What we ought to pray is God humble this nation God Awaken us spiritually and Bring us to the point of repentance. This was the heart of Josiah as he was leading this nation And he understood that they were in desperate need of the protection of God over the people jump down to verse 19 God reminds them that he will one day correct and he will one day work effectively behold at that time what time the time that God intervenes and restores the nation of Israel this is a prophecy that is connected to Romans chapter 11 when God says that one day all of Israel shall be saved he is reminding us that after the tribulation into the millennial kingdom God behold at that time I will deal with all who afflict you I will save the lame and gather those who were driven out and I will appoint them for praise and fame in every land where they were put to shame meaning God is going to restore his people he is going to restore his kingdom and now we have a spiritual kingdom my friends but one day Jesus Christ is coming again today we celebrate his First coming, but one day he’s coming again, church.
One day the church will be raptured out of here.
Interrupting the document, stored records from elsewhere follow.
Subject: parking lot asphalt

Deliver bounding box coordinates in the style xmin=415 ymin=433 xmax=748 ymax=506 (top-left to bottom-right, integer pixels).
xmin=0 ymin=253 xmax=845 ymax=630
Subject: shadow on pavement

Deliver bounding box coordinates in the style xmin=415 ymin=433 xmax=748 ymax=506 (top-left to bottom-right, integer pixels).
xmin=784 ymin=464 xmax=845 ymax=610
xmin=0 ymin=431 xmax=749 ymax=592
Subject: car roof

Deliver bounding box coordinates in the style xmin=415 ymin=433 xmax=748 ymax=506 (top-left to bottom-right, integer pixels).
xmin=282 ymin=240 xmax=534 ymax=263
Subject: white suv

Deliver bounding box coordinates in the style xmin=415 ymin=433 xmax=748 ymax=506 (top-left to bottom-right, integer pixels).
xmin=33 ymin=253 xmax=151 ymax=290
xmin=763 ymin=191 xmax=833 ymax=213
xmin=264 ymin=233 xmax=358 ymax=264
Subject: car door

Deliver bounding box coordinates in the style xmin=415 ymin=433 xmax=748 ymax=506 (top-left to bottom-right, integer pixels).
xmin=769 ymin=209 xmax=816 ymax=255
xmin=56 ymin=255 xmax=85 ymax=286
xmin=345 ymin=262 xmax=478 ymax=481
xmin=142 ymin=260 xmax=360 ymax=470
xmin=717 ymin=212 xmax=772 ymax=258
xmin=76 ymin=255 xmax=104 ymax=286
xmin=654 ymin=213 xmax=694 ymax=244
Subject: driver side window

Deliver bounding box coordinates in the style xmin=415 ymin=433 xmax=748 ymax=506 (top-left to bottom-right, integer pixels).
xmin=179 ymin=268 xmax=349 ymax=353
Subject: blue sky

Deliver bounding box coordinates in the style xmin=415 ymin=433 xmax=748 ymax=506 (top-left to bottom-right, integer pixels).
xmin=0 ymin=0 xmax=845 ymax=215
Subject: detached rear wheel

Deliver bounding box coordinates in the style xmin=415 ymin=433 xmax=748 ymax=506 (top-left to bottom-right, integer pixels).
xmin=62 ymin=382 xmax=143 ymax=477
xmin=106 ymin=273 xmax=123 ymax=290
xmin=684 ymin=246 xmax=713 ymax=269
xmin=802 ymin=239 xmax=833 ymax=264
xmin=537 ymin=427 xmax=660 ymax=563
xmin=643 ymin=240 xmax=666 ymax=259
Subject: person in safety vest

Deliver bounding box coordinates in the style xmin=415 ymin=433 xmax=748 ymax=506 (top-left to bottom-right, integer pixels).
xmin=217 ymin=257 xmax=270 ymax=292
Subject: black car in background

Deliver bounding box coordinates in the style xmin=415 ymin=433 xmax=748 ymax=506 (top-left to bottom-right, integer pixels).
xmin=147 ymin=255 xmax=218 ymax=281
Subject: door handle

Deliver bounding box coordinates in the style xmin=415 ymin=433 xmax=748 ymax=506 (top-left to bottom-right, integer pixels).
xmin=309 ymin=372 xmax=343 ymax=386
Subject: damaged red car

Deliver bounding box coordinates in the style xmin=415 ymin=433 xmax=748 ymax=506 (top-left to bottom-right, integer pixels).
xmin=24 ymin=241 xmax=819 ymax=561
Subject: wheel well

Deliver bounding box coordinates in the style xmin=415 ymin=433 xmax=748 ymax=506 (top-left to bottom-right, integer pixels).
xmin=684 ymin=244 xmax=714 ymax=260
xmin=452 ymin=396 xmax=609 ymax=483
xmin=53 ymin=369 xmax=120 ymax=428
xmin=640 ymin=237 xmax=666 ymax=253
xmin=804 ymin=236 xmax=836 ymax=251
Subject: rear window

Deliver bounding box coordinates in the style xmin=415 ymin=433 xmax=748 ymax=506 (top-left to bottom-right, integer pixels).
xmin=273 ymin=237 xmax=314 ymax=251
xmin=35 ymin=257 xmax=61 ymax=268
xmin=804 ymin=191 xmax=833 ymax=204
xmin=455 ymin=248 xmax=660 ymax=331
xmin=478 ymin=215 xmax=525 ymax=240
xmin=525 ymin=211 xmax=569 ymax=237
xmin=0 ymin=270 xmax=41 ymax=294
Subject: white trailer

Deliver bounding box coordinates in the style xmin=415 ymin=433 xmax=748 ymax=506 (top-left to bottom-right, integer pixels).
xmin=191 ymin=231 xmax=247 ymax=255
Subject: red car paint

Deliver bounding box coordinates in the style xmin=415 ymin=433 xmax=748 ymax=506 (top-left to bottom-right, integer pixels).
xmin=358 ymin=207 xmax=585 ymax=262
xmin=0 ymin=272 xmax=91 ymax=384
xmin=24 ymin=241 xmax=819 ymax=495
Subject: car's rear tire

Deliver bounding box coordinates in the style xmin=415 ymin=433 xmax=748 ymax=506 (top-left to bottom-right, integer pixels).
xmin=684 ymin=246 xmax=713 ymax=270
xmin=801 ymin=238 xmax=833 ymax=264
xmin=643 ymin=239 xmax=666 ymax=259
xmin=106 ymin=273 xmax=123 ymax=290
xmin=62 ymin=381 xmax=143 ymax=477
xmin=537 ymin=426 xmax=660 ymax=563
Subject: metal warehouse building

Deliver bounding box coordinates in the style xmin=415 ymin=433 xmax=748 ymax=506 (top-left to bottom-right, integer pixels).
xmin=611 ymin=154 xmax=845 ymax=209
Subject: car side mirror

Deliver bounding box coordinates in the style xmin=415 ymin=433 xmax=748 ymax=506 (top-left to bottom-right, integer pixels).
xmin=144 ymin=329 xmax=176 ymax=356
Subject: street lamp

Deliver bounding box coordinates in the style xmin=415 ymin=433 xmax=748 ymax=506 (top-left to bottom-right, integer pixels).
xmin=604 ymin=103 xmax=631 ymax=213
One day there’ll be a tribulation period. And one day at the end of that tribulation period, God will split the eastern skies and we’ll be riding on white horses with our mighty savior, our mighty warrior God.
And we will watch God triumph over the nations that have rejected him. We will watch God destroy the enemies and every enemy of God will be put under the footstool of Jesus Christ and he will reign on the seat of David and he will rule from Jerusalem and he will rule this nation with peace and justice forever.
Can God’s people say amen? Amen. Number four, I want you to learn. God has plans for you. And verse 19 reveals that verse 20 reveals that because verses 19 and 20 are all about the future. You might ask the question, is there a bridge that links the Old Testament promises of a restored earthly kingdom of Israel to you and me today?
And I would say yes. In these verses 19 and 20, we see that God promises that he will gather his people. He will bring them home. He will give them honor. He will give them praise. He will restore their fortunes.
He is going to right every wrong. Listen to me, church. What Christmas means to me and what it means to you is that we have a future. What does the world have? Nothing. They only have this world and what they can get out of this world, but you and I have so much more.
You have heard the words of the prophet Jeremiah, which says, for I know the thoughts that I think towards you, says the Lord. Thoughts of peace and not of evil to give you a future and a hope. When we think about the coming of Christ, there are so many lessons for us, but the most important lesson is to remember that the reason that Christ came was to die on the cross for our sins and to provide eternal life for those who would believe in Him.
So I hope that’s true of your life, that you have already trusted Christ, but if you have not, I pray that you will this Christmas give your life to Jesus and follow Him faithfully and respond to Him as He has touched your heart and drawn you to Him, we pray that you will repent and believe in Jesus Christ.
That’s the significance of the birth of Christ and it is why we celebrate His coming. That’s the main reason and I hope you never forget that. This is Pastor Mike Sanders reminding you that in Christ there is hope worth having.